Security Alert: Google's New Inactive-Account Policy Could Delete Your Data – Take Action Now

Google has implemented an updated inactive-account policy, set to commence its phased deletion approach this week. Accounts inactive for over two years face potential erasure, a move attributed to heightened security concerns by Google.

The tech giant emphasizes that such dormant accounts are susceptible to compromise due to outdated passwords, lack of two-factor authentication, and reduced security checks, making them vulnerable to malicious use or identity theft.

To prevent account deletion, users are advised to sign in at least once every two years. Account activity criteria encompass actions like accessing Gmail, scrolling through emails, employing Google search, watching YouTube videos (owned by Google), and maintaining activity in existing subscriptions linked to the Google account. Google also warns of potential deletion of content on Google Photos after two years of inactivity, urging users to regularly access the application to safeguard their images.

Exceptions to the policy include accounts associated with organizations like schools or companies, as well as accounts managing active minor accounts. Accounts holding gift card balances or those utilized for ongoing Google product, app, or subscription purchases are also exempt. Google clarifies that accounts with YouTube videos will not be deleted under this policy.

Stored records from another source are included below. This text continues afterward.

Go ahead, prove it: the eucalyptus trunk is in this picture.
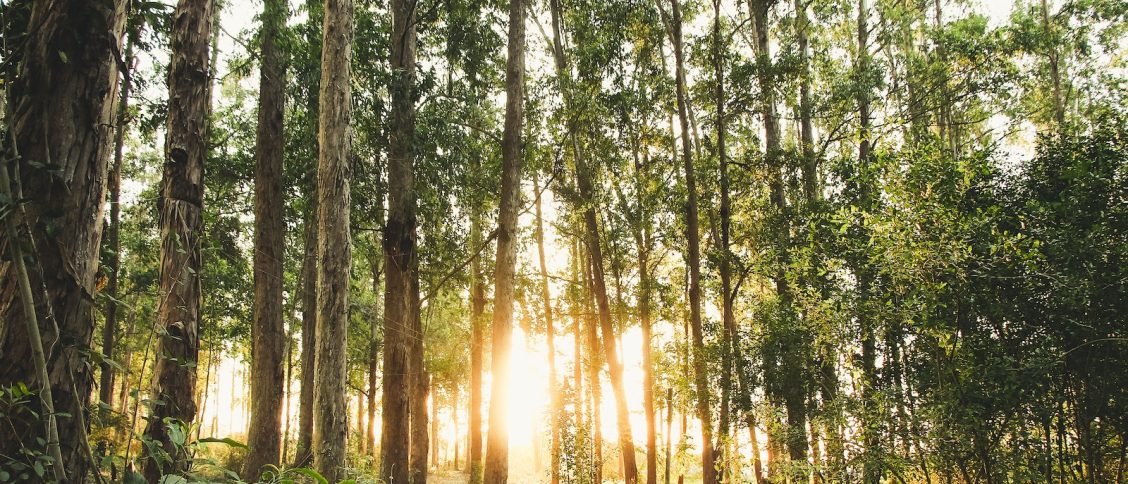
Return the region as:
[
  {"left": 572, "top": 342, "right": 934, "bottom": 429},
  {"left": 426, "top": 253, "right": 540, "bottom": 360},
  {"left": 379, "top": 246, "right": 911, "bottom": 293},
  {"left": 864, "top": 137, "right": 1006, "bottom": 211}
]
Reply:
[
  {"left": 484, "top": 0, "right": 525, "bottom": 476},
  {"left": 668, "top": 0, "right": 717, "bottom": 484},
  {"left": 314, "top": 0, "right": 353, "bottom": 482},
  {"left": 243, "top": 0, "right": 288, "bottom": 481},
  {"left": 380, "top": 0, "right": 418, "bottom": 476},
  {"left": 0, "top": 0, "right": 125, "bottom": 473},
  {"left": 144, "top": 0, "right": 212, "bottom": 482}
]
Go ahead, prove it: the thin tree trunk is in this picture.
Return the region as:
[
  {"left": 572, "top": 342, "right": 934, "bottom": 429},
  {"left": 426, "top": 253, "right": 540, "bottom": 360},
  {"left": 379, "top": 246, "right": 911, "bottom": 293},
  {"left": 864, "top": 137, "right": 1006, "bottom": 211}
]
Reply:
[
  {"left": 144, "top": 0, "right": 212, "bottom": 482},
  {"left": 279, "top": 332, "right": 293, "bottom": 463},
  {"left": 532, "top": 173, "right": 561, "bottom": 484},
  {"left": 314, "top": 0, "right": 353, "bottom": 482},
  {"left": 712, "top": 0, "right": 737, "bottom": 482},
  {"left": 98, "top": 42, "right": 133, "bottom": 408},
  {"left": 429, "top": 378, "right": 439, "bottom": 468},
  {"left": 1042, "top": 0, "right": 1065, "bottom": 129},
  {"left": 294, "top": 0, "right": 324, "bottom": 467},
  {"left": 664, "top": 387, "right": 673, "bottom": 484},
  {"left": 484, "top": 0, "right": 525, "bottom": 484},
  {"left": 294, "top": 198, "right": 317, "bottom": 467},
  {"left": 380, "top": 0, "right": 418, "bottom": 483},
  {"left": 243, "top": 0, "right": 289, "bottom": 482},
  {"left": 374, "top": 238, "right": 384, "bottom": 458},
  {"left": 467, "top": 213, "right": 486, "bottom": 484},
  {"left": 669, "top": 0, "right": 717, "bottom": 484}
]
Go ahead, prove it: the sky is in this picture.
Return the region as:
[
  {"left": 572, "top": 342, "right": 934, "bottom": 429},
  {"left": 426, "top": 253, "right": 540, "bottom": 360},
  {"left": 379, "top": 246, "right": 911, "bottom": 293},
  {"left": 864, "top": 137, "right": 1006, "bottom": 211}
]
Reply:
[{"left": 147, "top": 0, "right": 1073, "bottom": 482}]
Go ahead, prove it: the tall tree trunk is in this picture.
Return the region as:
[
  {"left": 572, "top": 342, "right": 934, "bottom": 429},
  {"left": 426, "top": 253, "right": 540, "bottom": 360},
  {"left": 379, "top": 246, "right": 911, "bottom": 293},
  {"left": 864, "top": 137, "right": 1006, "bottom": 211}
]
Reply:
[
  {"left": 407, "top": 280, "right": 431, "bottom": 484},
  {"left": 0, "top": 0, "right": 125, "bottom": 479},
  {"left": 144, "top": 0, "right": 212, "bottom": 482},
  {"left": 712, "top": 0, "right": 737, "bottom": 482},
  {"left": 749, "top": 0, "right": 808, "bottom": 474},
  {"left": 795, "top": 0, "right": 821, "bottom": 204},
  {"left": 1042, "top": 0, "right": 1065, "bottom": 129},
  {"left": 98, "top": 41, "right": 133, "bottom": 408},
  {"left": 314, "top": 0, "right": 353, "bottom": 482},
  {"left": 294, "top": 0, "right": 325, "bottom": 467},
  {"left": 635, "top": 161, "right": 658, "bottom": 484},
  {"left": 553, "top": 1, "right": 638, "bottom": 484},
  {"left": 294, "top": 198, "right": 317, "bottom": 467},
  {"left": 855, "top": 0, "right": 884, "bottom": 483},
  {"left": 374, "top": 238, "right": 384, "bottom": 458},
  {"left": 532, "top": 173, "right": 561, "bottom": 484},
  {"left": 663, "top": 387, "right": 673, "bottom": 484},
  {"left": 428, "top": 377, "right": 439, "bottom": 468},
  {"left": 380, "top": 0, "right": 418, "bottom": 484},
  {"left": 484, "top": 0, "right": 525, "bottom": 484},
  {"left": 467, "top": 213, "right": 486, "bottom": 484},
  {"left": 578, "top": 256, "right": 603, "bottom": 483},
  {"left": 243, "top": 0, "right": 289, "bottom": 482},
  {"left": 669, "top": 0, "right": 717, "bottom": 484}
]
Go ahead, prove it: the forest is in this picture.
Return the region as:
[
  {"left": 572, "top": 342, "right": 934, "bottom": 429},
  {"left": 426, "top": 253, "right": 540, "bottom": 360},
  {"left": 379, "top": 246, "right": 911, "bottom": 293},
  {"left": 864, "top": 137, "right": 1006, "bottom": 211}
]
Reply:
[{"left": 0, "top": 0, "right": 1128, "bottom": 484}]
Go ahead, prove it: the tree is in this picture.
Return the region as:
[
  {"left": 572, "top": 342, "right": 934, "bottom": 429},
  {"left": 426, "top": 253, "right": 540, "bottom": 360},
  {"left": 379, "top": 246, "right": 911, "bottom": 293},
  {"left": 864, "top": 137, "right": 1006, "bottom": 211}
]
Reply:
[
  {"left": 483, "top": 0, "right": 525, "bottom": 484},
  {"left": 380, "top": 0, "right": 418, "bottom": 483},
  {"left": 294, "top": 0, "right": 325, "bottom": 466},
  {"left": 662, "top": 0, "right": 717, "bottom": 484},
  {"left": 144, "top": 0, "right": 212, "bottom": 482},
  {"left": 0, "top": 1, "right": 125, "bottom": 478},
  {"left": 314, "top": 0, "right": 353, "bottom": 482},
  {"left": 243, "top": 0, "right": 288, "bottom": 481}
]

For users seeking to preserve their data, Google offers tools such as Google Takeout for downloading and exporting account data. The Inactive Account Manager allows users to specify actions if an account becomes inactive, including sending select files to trusted contacts or opting for complete account deletion.

Additionally, Google can collaborate with immediate family to manage the accounts of deceased individuals on a case-by-case basis.

To enhance user communication, Google recommends maintaining and updating a recovery email address, which is crucial for receiving inactive account notices and other communications.